Anyway, while there, juuust to be safe, the doctor wanted to do an EKG.  We get the EKG done, and he has it read by an on-call cardiologist downtown.  The results come back normal, except a small abnormality that he has concerns with.  They think that maybe I had had a heart attack previously and never knew it.  The set-up an appointment with a cardiologist for a better exam the about five weeks later.

I get to the cardiologist appointment and he essentially says the other cardiologist didn’t know what he was talking about.  I had definitely not had a heart attack previously.  Everything was fine.  However, juuuust to be safe, we’re going to do a treadmill stress test… a nuclear stress test.  So we set it up for the net week.

This nuclear stress test is a two-day stress test.  The first day is a resting stress test.  They take my vital signs.  They inject me with the nuclear stuff.  I go eat a light meal… I ask what the meal is for and they say it’s to ‘push’ the nuclear stuff through to the heart and kidneys, or something like that… then I go in and get pictures taken of my heart from a very expensive looking piece of equipment.  Then I go home.  No caffeine for 24 hrs, btw, for the next test.

The next day I get more vital signs.  I get hooked up to ten electrode things, and they put me on a treadmill.  It starts somewhat fast, I thought, and increases speed and incline as I go along.  Once I get to a certain point they inject more nuclear stuff and keep increasing the speed and incline.  No meal necessary this time, as the higher heart rate pushes the nuclear stuff through just fine.  This did not go well.  I am very out-of-shape.  Once finished I did calm down fairly quickly.  Then for more photos of my heart, for comparison.

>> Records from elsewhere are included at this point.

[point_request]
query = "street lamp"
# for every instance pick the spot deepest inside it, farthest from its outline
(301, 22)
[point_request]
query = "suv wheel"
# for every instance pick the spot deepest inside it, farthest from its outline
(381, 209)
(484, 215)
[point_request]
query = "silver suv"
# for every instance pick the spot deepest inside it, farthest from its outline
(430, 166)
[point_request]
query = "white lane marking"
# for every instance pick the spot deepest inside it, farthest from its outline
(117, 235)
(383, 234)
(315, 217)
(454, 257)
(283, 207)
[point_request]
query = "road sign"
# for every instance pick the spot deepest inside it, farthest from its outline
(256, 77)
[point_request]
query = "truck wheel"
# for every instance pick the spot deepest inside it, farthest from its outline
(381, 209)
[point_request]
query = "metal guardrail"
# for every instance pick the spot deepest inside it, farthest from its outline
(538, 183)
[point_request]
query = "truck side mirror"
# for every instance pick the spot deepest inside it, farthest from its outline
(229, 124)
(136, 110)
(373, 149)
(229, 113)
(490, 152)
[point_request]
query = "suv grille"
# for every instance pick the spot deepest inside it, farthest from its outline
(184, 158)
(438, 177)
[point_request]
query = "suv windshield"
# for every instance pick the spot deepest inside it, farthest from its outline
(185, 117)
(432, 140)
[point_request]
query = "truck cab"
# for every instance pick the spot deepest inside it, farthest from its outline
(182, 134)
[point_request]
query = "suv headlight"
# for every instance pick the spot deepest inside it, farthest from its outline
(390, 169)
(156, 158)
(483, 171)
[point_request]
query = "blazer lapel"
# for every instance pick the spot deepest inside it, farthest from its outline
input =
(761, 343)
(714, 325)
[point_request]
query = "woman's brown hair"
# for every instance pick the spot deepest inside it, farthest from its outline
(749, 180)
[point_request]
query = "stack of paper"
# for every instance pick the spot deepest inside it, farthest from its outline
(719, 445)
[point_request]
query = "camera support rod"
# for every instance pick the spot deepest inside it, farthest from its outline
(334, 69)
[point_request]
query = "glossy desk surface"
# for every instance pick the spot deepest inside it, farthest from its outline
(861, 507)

The next day I get a phone call from the nurse.  They did not like the photos.  There was a dark area near the bottom of my heart.  I am told I need to go in for an angioplasty, and maybe get a stent, or two.  It’s scheduled for later that week.  At this point, Missy is worried.  I’m, somehow, unconcerned.

To be continued.



I’m Ken.  I’m normally a very private person, so my sharing of personal stuff will be surprising to some, but I feel compelled to share my experiences with my current heart health situation.  Maybe my experiences can help someone understand what they’re going to go through.  Maybe my experiences can help calm the feeling of uncertainty and of the unknown.  Maybe my experiences can just be a little educational.

Please note that my experiences are just that, my experiences, nothing more.  These are NOT any form of medical advice.  From time to time I may share an article that I come across, but I am not a doctor.  Please consult your doctor for medical information and advice specific to you.  This blog is intended to help those get through a tough time regarding ancillary issues that you may not hear from medical professionals… i.e. how you feel physically and emotionally, potential timelines, what you may expect in recovery, and so on.

The plan is for my wife, Missy, to also be a contributor here.  I will give the perspective from the patient’s side, Missy will give the perspective from the other side, the person taking care of the patient.  You don’t normally see it from the other side, so this will be great.

So sit back and enjoy.  Comment, if you like.